Civil rights may thwart emergency crackdown
BORIS Johnson last night faced a legal battle to stop the early release of terrorists from prison following the Streatham knife attack.
Civil rights groups signalled they could challenge the Prime Minister’s proposed emergency laws to scrap automatic early release halfway through a jail term for more than 200 offenders currently behind bars.
Government officials also declined to rule out the possibility of the UK temporarily withdrawing from the European Court of Human Rights to keep prisoners locked up.
Ministers are expected to introduce fast-track legislation into Parliament within the next 10 days to block early release.
Under the proposed law, terrorists will only become eligible for early release after serving two-thirds of their jail terms and will not be let out unless the Parole Board agrees. But critics claimed changing the rules for inmates currently serving sentences could be against the law and breach their human rights.
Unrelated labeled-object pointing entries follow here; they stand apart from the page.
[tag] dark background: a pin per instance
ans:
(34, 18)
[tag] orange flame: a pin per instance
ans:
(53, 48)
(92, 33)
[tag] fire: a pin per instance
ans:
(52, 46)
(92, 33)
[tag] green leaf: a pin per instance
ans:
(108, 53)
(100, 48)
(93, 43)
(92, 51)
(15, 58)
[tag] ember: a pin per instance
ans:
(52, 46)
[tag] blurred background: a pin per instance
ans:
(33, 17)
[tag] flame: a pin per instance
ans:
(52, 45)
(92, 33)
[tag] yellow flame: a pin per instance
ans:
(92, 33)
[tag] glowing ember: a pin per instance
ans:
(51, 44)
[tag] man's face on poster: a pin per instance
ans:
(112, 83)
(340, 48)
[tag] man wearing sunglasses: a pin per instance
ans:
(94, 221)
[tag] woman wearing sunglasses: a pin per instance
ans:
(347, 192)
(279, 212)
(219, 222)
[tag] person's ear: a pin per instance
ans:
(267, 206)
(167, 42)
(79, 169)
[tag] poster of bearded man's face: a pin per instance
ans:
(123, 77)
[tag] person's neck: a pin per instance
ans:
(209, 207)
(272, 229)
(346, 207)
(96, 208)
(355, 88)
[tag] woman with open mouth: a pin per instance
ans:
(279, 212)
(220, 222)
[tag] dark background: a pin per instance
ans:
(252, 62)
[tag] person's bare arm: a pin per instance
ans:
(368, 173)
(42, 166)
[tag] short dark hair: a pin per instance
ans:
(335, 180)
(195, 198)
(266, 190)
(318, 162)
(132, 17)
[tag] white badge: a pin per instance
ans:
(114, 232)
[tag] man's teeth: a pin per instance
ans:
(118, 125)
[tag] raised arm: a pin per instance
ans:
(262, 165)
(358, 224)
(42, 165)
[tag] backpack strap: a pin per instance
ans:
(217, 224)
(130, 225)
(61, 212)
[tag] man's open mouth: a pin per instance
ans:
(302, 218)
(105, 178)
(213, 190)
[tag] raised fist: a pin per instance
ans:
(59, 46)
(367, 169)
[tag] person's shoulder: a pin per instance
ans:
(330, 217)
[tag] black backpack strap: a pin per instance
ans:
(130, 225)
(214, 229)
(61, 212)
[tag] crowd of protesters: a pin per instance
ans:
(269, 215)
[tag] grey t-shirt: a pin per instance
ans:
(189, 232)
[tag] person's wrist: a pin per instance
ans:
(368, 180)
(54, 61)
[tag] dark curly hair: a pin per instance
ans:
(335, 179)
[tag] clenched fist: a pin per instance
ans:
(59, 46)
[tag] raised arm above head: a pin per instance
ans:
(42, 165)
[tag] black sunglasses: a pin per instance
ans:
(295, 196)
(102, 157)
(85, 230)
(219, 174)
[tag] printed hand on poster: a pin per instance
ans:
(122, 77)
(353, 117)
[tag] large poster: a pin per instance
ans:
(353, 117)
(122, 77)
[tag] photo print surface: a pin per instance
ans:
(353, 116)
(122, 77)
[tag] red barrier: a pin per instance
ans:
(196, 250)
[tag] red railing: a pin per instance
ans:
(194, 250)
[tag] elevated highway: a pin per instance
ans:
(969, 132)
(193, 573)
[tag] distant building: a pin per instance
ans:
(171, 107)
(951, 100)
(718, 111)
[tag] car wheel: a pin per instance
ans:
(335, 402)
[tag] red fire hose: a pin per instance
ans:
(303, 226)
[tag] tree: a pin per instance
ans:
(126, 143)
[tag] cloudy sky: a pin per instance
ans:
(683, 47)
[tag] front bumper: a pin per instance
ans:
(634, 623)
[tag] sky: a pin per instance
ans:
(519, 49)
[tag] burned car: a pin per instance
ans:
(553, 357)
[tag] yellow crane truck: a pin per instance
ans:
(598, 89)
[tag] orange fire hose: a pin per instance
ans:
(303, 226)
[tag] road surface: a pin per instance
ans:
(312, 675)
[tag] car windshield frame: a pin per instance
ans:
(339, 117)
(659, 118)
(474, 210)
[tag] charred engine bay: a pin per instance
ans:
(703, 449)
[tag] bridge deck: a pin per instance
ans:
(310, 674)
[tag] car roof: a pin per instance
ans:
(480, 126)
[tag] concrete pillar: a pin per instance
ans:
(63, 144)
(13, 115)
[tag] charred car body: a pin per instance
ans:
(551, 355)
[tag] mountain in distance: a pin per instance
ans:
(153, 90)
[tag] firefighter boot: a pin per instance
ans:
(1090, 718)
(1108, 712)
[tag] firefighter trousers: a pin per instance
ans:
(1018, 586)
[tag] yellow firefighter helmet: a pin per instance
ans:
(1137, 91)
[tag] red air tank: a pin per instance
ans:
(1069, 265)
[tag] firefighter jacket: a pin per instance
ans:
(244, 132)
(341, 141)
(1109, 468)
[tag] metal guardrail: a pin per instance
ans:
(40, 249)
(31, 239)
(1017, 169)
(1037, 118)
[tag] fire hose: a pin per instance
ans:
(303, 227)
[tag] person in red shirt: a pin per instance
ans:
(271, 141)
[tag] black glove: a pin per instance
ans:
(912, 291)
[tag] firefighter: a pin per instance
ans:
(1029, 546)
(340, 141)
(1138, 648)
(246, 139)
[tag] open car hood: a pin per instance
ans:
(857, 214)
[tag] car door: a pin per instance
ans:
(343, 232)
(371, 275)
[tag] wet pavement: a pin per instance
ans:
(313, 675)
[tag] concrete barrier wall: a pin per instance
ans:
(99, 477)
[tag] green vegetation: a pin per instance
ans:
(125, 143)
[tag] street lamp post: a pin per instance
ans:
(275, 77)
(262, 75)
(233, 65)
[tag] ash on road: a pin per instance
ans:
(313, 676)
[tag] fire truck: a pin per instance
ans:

Clare Collier, a director at civil rights group Liberty, branded the Government proposal “dangerous”.
She said: “It’s clear the UK’s counter-terror system is in chaos and desperately needs proper scrutiny and review.”
Labour frontbencher Baroness Chakrabarti also expressed concerns but she added: “I do not support changing people’s sentences but there is a grey area about what is the fundamental part of the sentence and what is the administration of the sentence.
“It’s really for the Government to construct that to make it defensible in the court.”
However, Cabinet minister Michael Gove suggested that some terrorists should be detained indefinitely
“if necessary”.
He said: “If you have people who are in the grip of an ideology that means they want to kill innocent people to advance a religious view...they are a danger to society.”